Was machte der VPE so? Psychoseseminar, Beteiligung an der Gründung der Landesarbeitsgemeinschaft Psychiatrie-Erfahrener Niedersachsen, eine Demonstration für die Verbesserung der Situation Psychiatrie-Erfahrener und gegen Kürzungen im ambulanten Bereich, Erhalt des Selbsthilfepreises 1997.

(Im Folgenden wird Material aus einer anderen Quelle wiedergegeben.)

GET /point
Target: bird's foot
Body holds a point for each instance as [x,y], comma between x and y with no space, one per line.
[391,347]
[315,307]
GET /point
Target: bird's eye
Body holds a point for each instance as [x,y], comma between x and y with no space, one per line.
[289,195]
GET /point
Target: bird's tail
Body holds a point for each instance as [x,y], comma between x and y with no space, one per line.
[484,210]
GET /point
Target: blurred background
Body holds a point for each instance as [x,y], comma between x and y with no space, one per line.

Frauengruppe, Frauenfahrten, Urlaubsreisen an die Ostsee, Stammtisch in der Destille, Discoabende. Runder Tisch, Klausurtagungen, Enthüllung eines Mahnmals im LKH Wunstorf zur Erinnerung an die Deportation und Ermordung psychisch erkrankter Menschen. Sommerfeste im Gartenhaus an der
Christuskirche, Mitgründung der Beschwerde- und Ombudsstelle,
Tagesausflüge, Städtereisen. Viel und noch mehr war los im VPE, viele Helfer waren emsig und fleißig.

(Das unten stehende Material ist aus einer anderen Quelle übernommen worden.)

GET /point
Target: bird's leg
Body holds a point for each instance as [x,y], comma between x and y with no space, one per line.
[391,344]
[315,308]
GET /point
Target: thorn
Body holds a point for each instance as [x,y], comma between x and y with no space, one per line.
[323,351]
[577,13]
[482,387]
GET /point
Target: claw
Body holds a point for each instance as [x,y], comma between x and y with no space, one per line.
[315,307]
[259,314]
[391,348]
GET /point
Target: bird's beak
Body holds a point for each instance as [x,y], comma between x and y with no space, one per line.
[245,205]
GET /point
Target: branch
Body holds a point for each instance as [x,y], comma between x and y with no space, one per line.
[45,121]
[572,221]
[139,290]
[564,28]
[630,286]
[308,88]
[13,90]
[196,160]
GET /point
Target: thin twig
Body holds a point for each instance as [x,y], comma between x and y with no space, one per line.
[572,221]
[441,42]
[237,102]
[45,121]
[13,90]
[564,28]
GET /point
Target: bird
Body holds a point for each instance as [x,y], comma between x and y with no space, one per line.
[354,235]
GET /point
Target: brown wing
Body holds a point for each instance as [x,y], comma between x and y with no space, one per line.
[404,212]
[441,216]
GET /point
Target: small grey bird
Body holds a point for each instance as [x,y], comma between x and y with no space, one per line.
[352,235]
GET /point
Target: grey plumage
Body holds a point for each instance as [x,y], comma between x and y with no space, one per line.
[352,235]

Bis heute wird im VPE viel angeboten. Neben jährlichen Urlaubsreisen sind es vor allem verschiedenartige Gruppenangebote und diverse Telefonberatungen, die den VPE derzeit prägen. Gerade in Corona-Zeiten ermöglichen themenzentrierte Angebote und eine reduzierte Teestube sowie einzelfallorientierte Hilfestellungen eine gelebte Vereinsstruktur in diesen Tagen.

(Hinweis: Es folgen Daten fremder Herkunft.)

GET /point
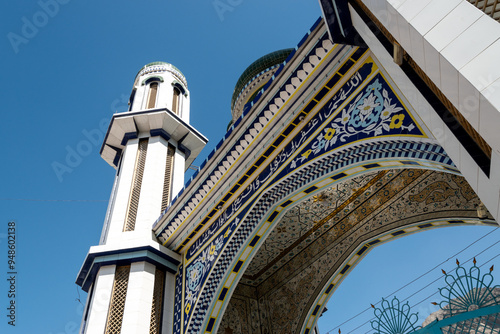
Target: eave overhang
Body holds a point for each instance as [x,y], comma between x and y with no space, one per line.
[153,122]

Als Gründungsmitglied kann ich auf sehr bewegte und emotionale Tage im VPE bis heute zurückblicken. Viele Professionelle trauten Anfang der 90er Jahre dem VPE kein langes Überleben zu. Doch der unermüdliche Einsatz vieler Mitglieder, hauptamtlich Tätiger, Förderinnen und Förderer sowie Freundinnen und Freunde des VPE bewirkte ein stetiges und abwechslungsreiches Vereinsleben und sorgte für unzählige zwischenmenschliche Kontakte untereinander im Verein bis heute.
Der VPE lebt auch 2021. Viele, die schon lange dabei sind, sind älter geworden. Junge, motivierte Menschen mit Psychiatrie-Erfahrung als Patientin oder Patient finden nur schwer in den VPE. Dabei ist die Idee der Selbsthilfe aktueller denn je.
Gemeinsame Interessen für Freizeit und Politik bestehen. Der Gedanke der gegenseitigen Unterstützung kann emotional helfen und Verantwortung ermöglichen. Man ist als psychisch erkrankter Mensch Experte in eigener Sache und kann Erfahrungen an andere weitergeben.
Gesundheitliche und materielle Herausforderungen bestehen für viele psychisch erkrankte Menschen. Diese kann man z.B. gemeinsam angehen, wenn man sich im Selbsthilfeverein zusammentut. Tipps für den Alltag kann jeder gebrauchen wie auch Informationen über Versorgungsangebote im Gesundheits-, Sozial- und Behördenwesen.
Wie viele andere bin ich froh, dass es den VPE gibt und wünsche dem Verein noch viele engagierte Jahrzehnte in der Zukunft. Ein großes Danke an alle engagierten Kräfte im Verein und an die finanziellen Gönner.